One of the things I always told offenders was that when we do something which harms another, we need to apologize for our harmful actions. I emphasized that the ultimate apology is how we live the rest of our lives (have we learned from the harm we caused so that we don't repeat the act?).
Almost two decades after I was assaulted I learned I had misidentified my assailant, who spent over 18 years in prison for a crime he did not commit. Following the advice I always gave to offenders, I sent him an apology letter and subsequently met with him in person to apologize. In this victim/offender conference, I was the offender. I don't think I would have been able to accept the fact that I had made an error if I had not been involved for so many years with the restorative justice movement.
I am also a trained facilitator of v/o conferences, including those involving crimes of severe violence. As Lisa Rea points out in her article, the key is in proper preparation of both the victim and the offender. This often includes multiple meetings with each party separately before they are brought together. If any red flags appear during these pre-conference meetings, the facilitator may decide the conference should not take place.

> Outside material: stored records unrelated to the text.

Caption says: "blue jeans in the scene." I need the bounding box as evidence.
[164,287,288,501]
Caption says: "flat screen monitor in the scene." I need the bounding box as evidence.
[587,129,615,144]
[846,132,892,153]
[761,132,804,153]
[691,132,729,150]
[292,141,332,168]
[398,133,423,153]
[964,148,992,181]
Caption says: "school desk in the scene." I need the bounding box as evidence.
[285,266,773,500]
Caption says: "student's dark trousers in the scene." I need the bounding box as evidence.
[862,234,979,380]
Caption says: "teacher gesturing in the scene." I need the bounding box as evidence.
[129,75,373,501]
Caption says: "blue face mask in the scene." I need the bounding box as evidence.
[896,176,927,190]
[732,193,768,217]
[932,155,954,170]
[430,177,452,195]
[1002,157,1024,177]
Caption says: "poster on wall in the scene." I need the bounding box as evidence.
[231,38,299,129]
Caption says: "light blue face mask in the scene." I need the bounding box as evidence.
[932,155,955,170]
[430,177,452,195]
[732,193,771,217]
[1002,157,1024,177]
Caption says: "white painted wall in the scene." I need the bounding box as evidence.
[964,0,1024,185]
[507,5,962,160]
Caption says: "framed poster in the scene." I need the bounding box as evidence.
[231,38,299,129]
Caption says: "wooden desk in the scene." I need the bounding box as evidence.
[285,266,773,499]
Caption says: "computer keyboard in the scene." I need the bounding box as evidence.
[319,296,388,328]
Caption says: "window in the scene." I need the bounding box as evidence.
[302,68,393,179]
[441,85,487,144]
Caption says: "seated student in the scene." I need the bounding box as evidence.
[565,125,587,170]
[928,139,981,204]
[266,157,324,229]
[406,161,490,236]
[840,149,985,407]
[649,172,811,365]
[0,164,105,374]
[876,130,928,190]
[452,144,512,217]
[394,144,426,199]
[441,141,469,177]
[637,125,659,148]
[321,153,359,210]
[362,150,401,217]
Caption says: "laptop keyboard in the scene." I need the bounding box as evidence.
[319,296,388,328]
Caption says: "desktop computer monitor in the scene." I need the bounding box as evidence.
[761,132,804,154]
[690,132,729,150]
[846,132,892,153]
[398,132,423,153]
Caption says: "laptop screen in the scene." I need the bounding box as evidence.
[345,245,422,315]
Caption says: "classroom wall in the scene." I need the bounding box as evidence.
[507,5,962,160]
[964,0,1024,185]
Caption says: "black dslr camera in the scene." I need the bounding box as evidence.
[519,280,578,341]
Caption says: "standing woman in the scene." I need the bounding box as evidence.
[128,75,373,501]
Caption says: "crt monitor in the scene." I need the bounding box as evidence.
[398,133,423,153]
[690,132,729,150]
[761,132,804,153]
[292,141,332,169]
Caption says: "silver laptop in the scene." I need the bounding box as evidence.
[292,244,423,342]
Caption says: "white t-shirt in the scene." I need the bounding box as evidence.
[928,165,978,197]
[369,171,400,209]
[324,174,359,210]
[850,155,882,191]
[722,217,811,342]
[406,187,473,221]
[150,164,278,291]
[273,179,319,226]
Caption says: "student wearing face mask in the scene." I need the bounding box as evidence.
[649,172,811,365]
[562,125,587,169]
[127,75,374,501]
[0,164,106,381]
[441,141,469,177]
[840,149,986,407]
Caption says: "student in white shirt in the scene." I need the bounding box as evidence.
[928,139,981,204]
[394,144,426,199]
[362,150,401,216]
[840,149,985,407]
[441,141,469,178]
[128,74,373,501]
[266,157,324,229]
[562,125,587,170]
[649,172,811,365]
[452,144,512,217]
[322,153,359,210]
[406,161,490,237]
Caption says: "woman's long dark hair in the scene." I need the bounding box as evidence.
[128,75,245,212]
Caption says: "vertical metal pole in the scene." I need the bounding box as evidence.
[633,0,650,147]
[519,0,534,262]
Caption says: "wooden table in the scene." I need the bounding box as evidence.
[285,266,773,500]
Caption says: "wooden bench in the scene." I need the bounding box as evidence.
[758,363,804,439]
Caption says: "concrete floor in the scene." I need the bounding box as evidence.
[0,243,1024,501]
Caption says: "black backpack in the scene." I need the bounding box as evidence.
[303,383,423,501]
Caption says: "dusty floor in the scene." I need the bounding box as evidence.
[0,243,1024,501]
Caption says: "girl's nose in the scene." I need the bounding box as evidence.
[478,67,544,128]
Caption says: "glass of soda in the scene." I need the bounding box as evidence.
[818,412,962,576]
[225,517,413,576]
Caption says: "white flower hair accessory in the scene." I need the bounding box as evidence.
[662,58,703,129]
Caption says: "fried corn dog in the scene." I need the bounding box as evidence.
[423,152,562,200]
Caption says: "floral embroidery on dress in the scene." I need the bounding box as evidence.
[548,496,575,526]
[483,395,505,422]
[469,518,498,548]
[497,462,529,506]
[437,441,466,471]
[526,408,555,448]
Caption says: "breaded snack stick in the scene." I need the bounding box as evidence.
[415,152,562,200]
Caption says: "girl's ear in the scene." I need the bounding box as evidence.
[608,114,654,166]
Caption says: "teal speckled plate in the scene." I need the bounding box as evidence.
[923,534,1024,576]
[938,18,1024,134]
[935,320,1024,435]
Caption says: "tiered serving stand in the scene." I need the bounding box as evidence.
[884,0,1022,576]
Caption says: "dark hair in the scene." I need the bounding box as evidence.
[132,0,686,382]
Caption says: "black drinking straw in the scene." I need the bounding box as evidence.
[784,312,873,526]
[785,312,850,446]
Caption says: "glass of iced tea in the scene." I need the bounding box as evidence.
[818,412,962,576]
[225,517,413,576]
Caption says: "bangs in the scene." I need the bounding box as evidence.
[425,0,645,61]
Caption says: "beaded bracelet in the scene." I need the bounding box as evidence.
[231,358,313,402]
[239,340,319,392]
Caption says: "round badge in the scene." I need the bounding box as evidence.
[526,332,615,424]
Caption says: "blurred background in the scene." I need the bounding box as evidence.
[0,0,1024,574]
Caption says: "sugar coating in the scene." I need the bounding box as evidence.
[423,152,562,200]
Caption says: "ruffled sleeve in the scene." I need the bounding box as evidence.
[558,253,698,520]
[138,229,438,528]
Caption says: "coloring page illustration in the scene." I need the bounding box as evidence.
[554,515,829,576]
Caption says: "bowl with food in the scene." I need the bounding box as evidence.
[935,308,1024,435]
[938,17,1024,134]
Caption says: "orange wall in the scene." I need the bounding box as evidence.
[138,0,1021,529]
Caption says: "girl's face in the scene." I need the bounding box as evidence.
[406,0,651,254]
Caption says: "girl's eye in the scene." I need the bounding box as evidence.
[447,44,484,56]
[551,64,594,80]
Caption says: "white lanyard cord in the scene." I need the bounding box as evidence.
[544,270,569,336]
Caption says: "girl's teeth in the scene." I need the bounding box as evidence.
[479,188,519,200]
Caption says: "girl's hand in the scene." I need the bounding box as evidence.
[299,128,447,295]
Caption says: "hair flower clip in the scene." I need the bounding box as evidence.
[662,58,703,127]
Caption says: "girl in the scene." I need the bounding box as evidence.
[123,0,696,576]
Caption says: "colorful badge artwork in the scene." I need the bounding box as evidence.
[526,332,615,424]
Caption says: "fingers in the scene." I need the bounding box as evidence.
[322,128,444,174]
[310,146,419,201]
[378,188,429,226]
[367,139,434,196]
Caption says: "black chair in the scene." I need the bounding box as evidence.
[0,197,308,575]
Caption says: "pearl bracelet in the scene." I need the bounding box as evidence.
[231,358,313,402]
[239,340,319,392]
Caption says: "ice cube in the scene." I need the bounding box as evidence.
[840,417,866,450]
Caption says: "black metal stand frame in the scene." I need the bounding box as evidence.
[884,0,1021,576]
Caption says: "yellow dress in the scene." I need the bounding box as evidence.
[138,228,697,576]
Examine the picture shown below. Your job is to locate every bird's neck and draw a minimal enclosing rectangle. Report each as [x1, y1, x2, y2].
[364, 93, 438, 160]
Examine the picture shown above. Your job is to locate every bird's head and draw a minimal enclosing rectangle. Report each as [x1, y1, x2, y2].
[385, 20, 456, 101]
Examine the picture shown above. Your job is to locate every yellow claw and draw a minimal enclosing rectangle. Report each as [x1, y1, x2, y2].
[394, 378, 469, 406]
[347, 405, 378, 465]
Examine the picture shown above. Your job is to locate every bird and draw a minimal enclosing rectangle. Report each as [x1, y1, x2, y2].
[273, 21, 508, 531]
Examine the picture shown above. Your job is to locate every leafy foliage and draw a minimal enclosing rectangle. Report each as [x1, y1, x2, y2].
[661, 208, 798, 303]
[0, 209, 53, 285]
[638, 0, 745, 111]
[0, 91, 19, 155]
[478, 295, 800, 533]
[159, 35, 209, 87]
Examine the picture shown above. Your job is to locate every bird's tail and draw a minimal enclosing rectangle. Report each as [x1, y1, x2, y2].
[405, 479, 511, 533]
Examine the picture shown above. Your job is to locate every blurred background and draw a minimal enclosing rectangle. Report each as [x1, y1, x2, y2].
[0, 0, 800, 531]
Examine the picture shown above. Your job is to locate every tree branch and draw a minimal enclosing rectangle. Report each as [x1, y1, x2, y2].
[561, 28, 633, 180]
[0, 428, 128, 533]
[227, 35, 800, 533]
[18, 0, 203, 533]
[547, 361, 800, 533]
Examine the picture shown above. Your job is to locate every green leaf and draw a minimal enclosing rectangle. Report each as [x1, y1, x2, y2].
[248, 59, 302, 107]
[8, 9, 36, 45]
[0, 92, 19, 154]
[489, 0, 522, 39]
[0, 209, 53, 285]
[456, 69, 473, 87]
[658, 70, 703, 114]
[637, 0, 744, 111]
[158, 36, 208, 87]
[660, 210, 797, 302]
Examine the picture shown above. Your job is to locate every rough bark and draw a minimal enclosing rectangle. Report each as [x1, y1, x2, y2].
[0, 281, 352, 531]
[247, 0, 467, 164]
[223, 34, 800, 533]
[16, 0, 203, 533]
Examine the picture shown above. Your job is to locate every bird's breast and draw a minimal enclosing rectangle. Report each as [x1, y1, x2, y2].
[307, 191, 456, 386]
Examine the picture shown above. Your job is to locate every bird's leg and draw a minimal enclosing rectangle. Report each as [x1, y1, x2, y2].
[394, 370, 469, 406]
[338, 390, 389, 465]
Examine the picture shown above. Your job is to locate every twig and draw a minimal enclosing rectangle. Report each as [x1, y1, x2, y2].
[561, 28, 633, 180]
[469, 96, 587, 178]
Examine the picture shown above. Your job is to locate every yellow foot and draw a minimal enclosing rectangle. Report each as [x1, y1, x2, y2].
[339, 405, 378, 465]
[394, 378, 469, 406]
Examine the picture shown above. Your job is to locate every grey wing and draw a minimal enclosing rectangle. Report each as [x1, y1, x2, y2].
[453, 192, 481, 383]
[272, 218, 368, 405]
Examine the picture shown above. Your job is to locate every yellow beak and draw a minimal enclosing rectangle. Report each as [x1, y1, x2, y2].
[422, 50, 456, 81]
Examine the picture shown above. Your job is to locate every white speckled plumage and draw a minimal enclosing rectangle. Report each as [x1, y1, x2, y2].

In addition, there are ground rules which prohibit such behaviors as shouting matches. Although both parties are encouraged to express their emotions honestly, this must be done in a way which does not cause harm to either party. The facilitator has the power to stop the conference at any time if it appears that additional harm will occur.
Victim/offender conferencing is just one manifestation of restorative justice. I believe it should always be victim initiated, but that it is beneficial to both parties involved. If an offender better understands the harm he/she has caused, he/she is less likely to reoffend in the future. That in itself is a victim service!